The minimum basic dataset is the largest available hospital care administrative database that is used in clinical studies and hospital management in association with diagnosis-related groups (DRGs). In 2011, the quality of the national MBDS in hospital discharges was audited, in order to assess its reliability. This paper presents a sub-analysis of the results from that analysis which are referred to cerebrovascular disease (CVD).

Methods

Using all discharge reports from the Spanish MBDS in 2009, a representative sample was obtained by stratified sampling and 11209 records were evaluated. Outcome indicators were obtained to measure any differences observed between the national MBDS being evaluated and the hospital's original MBDS. Analysis of codes for CVD as a primary diagnosis was performed for ICD-9-CM diagnostic categories 430 through 438. We evaluated error rates in the selection and classification of main diagnoses, as well as in DRG assignment.

Results

There were 397 discharges of cases of CVD which included 21 different DRGs. Diagnostic coding showed a concordance rate of 81.87%; the selection error rate was 2.26% and the classification error rate was 15.87%. The error rate in the DRG was 16.12% and associated with the greatest impact on the mortality risk level.

Conclusions

While the errors we observed must be taken into account, data suggest that the quality of the MBDS for CVD is sufficient to ensure delivery of valid information. The hospital discharge registry serves as a valuable tool for use in studies of this disease.

Keywords:

Quality

Spain's minimum basic dataset

Cerebrovascular disease

Diagnosis-related groups

Stroke

Registries

Resumen

Introducción

El conjunto mínimo básico de datos (CMBD) es la mayor base de datos clínico-administrativa hospitalaria disponible, empleada en estudios clínicos y en gestión hospitalaria, a través de los grupos relacionados con el diagnóstico (GRD). En 2011 se acometió una auditoría de la calidad del CMBD en las altas hospitalarias, a fin de evaluar su fiabilidad. Este trabajo constituye un subanálisis de los resultados, referidos a enfermedad cerebrovascular (ECV).

Métodos

De todas las altas del CMBD estatal del 2009, se obtuvo una muestra representativa, evaluándose 11.209 historias clínicas. Los indicadores de resultado se obtuvieron como medida de las diferencias observadas entre el CMBD evaluado y el CMBD original del hospital. El análisis de la codificación de la ECV como diagnóstico principal se realizó sobre las categorías diagnósticas CIE-9-MC 430-438. Se evaluaron las tasas de error en la selección y clasificación del diagnóstico principal, así como en la asignación del GRD.

Resultados

Se observaron 397 altas por ECV, incluyendo 21 GRD diferentes. La codificación mostró una concordancia del 81,87%, siendo la tasa de error de selección del 2,26% y de error de clasificación del 15,87%. La tasa de error en los GRD fue del 16,12%, con mayor repercusión sobre el nivel de riesgo de mortalidad.

Conclusiones

Si bien los errores observados deben ser considerados, los resultados obtenidos indican que la calidad del CMBD en la ECV permite garantizar la obtención de información válida. El registro de altas hospitalarias puede ser una herramienta valiosa a la hora de acometer estudios sobre esta enfermedad.

Palabras clave:

Calidad

Conjunto mínimo básico de datos

Enfermedad cerebrovascular

Grupos relacionados con el diagnóstico

Ictus

Registros

Full Text

Introduction

The minimum basic dataset (MBDS) is the largest administrative database on hospitalised patients, as well as the main source of information on morbidity in patients receiving care.1 It includes copious information on different aspects of hospital activity that can be used to analyse variability in clinical practice2 and care quality.3

The MBDS at discharge (MBDSD) consists of the hospital discharge records pertaining to the information service run by the Spanish National Health System (SNHS), which reports to the Ministry of Health, Social Services, and Equality. One of the reasons why these records are so valuable is that providing this information is compulsory for both private and public healthcare entities.

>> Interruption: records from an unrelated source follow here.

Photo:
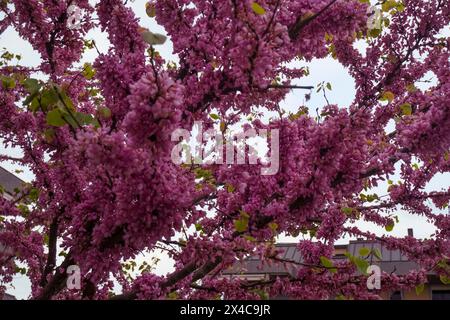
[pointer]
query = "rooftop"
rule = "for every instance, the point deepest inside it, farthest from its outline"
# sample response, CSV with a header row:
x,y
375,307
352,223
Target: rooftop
x,y
9,181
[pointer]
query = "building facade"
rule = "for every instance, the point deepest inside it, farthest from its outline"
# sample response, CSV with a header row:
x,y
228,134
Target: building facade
x,y
9,184
392,261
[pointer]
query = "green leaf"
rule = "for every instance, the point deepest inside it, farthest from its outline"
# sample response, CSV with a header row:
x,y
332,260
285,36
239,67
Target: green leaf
x,y
31,85
54,118
273,226
377,253
49,97
214,116
8,83
327,263
388,5
387,96
105,112
361,264
258,9
348,211
250,238
88,71
374,32
230,188
406,109
364,252
241,225
33,195
153,38
444,279
150,9
389,227
419,288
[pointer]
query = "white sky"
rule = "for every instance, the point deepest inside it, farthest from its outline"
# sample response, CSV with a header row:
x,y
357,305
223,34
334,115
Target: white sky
x,y
327,70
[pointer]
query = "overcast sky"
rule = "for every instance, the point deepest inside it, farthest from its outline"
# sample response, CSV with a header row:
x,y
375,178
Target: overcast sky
x,y
327,70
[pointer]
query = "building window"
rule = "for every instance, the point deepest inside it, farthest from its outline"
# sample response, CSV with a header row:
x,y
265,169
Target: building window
x,y
396,295
440,295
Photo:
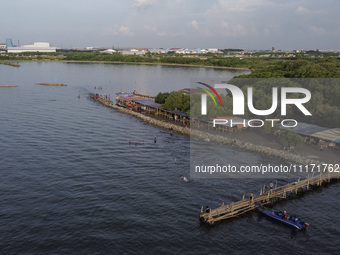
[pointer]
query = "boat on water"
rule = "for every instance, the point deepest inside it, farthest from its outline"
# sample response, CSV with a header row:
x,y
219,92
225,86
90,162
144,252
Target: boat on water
x,y
284,218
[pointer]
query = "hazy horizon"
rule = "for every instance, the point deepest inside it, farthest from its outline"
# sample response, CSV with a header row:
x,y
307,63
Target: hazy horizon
x,y
246,24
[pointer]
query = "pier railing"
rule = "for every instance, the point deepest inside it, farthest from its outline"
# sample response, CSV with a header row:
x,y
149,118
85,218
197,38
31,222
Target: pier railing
x,y
234,209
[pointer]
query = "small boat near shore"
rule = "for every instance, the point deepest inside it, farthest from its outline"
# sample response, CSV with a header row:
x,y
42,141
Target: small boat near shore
x,y
284,218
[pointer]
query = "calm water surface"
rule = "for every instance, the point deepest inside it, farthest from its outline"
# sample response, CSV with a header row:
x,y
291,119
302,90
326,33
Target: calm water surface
x,y
70,183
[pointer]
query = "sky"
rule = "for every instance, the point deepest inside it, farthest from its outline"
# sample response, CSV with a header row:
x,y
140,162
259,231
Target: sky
x,y
246,24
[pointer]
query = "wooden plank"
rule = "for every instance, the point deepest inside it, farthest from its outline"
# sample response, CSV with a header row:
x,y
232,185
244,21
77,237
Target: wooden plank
x,y
240,207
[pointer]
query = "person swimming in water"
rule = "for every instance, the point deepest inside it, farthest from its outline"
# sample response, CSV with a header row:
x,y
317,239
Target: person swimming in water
x,y
184,178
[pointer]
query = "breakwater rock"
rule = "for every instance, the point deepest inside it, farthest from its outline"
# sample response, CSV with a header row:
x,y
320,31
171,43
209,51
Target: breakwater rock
x,y
281,154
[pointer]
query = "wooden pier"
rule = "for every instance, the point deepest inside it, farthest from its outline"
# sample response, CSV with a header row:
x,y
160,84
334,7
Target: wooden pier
x,y
210,216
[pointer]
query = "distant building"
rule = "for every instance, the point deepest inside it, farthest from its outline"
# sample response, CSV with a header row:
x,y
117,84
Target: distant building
x,y
136,51
108,51
36,47
212,50
9,43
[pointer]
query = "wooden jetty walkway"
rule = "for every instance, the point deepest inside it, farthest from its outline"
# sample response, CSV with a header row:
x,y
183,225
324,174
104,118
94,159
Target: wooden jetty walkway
x,y
210,216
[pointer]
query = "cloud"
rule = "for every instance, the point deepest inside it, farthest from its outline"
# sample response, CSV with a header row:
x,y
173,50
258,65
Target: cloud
x,y
142,4
305,11
193,24
315,30
123,30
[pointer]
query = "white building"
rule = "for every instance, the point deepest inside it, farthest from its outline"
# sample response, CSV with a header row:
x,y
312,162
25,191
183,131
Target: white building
x,y
36,47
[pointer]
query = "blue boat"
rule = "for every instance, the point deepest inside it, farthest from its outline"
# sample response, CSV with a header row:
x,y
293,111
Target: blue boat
x,y
284,218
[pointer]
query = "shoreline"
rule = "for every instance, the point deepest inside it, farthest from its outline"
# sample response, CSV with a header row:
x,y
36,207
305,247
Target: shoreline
x,y
140,63
246,146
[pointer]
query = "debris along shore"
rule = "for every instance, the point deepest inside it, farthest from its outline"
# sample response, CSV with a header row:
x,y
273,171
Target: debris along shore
x,y
10,64
51,84
160,123
281,154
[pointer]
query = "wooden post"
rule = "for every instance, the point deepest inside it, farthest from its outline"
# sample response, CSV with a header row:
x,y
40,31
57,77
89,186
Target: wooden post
x,y
307,183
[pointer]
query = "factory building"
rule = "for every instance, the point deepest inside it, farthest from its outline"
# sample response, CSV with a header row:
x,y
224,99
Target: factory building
x,y
36,47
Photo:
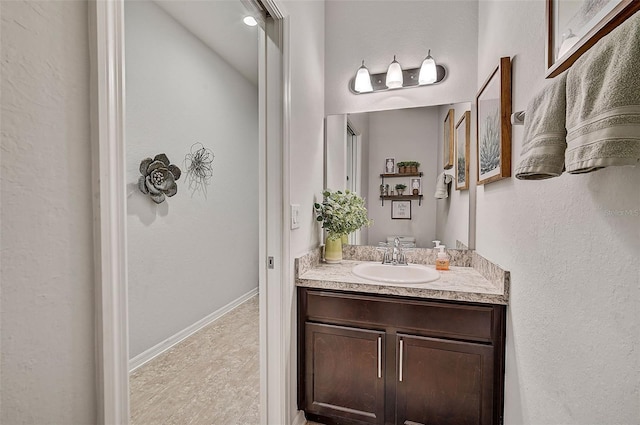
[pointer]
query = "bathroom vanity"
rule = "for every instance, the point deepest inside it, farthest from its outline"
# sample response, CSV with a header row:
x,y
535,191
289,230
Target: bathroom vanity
x,y
373,353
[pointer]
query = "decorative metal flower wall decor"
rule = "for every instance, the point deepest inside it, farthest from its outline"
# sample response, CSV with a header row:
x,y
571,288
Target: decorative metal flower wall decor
x,y
199,169
158,178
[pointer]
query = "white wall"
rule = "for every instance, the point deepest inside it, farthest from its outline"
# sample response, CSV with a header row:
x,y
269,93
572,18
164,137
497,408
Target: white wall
x,y
360,124
335,152
307,59
190,255
406,135
572,244
377,30
452,223
47,314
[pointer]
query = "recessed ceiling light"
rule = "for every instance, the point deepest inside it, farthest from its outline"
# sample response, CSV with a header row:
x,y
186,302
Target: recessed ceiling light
x,y
250,20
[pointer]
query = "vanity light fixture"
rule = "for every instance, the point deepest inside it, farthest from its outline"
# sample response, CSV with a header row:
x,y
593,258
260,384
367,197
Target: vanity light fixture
x,y
396,77
250,21
428,71
363,80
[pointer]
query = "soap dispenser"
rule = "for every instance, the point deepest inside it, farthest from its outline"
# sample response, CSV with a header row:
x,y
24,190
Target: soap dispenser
x,y
442,262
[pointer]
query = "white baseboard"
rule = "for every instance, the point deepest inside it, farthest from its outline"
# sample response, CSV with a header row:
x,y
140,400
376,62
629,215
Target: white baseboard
x,y
163,346
299,419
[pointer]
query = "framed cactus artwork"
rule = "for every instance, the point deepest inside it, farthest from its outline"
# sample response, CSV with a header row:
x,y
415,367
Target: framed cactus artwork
x,y
494,125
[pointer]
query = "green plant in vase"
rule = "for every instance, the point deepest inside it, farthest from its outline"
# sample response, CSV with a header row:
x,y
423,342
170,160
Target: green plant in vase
x,y
400,188
413,166
341,213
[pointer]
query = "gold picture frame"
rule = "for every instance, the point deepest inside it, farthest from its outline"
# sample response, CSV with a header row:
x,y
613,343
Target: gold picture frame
x,y
493,125
463,149
448,139
573,27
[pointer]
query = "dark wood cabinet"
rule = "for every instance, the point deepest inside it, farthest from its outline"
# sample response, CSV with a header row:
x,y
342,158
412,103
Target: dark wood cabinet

This database is used to generate different sets of official statistics, and it is also useful for numerous clinical research projects. Furthermore, its use of the diagnosis-related group (DRG) system, which sorts patients into homogeneous groups according to their clinical characteristics and use of resources, has served as a baseline for the development of indicators and operating standards, including costs and their relative weights, used by the SNHS as references.5 The dataset is very useful for performing comparative analyses in the context of hospital management. In the specific case of cerebrovascular disease (CVD), it has also been helpful for assessing healthcare quality,6,7 as well as the morbidity and mortality burden.8 In our setting, Matías-Guiu9 and Marrugat10 have supported using the MBDSD to study the epidemiology of this disease.

However, several Spanish and international studies have questioned the accuracy of discharge records as a valid data source for quality of care assessments.11,12 These studies recommend systematic evaluation and quality control of the records.13 Regarding coding stroke cases, earlier studies from other countries have revealed coding mistakes that could be identified in 15%-20% of the total discharge reports.14

By implementing the SNHS quality plan, the Ministry of Health, Social Services, and Equality has completed a series of actions aimed at improving information systems and including a quality audit of discharge data from the MBDS. A similar initiative was carried out by the former Spanish Institute of Health in 1993,4 in addition to different audits performed individually within the framework of the cost-based DRG weight estimations completed by the SNHS. Findings from an audit of healthcare data, carried out by the Canadian Institute for Health Information between 2005 and 2006 as part of a quality improvement programme, also served as a reference.15

The actions taken by the former Spanish Institute of Health, responsible for the MBDS, aimed at assessing reliability of the information and providing stakeholders with evidence on the quality of MBDSD records for the purpose of improving them.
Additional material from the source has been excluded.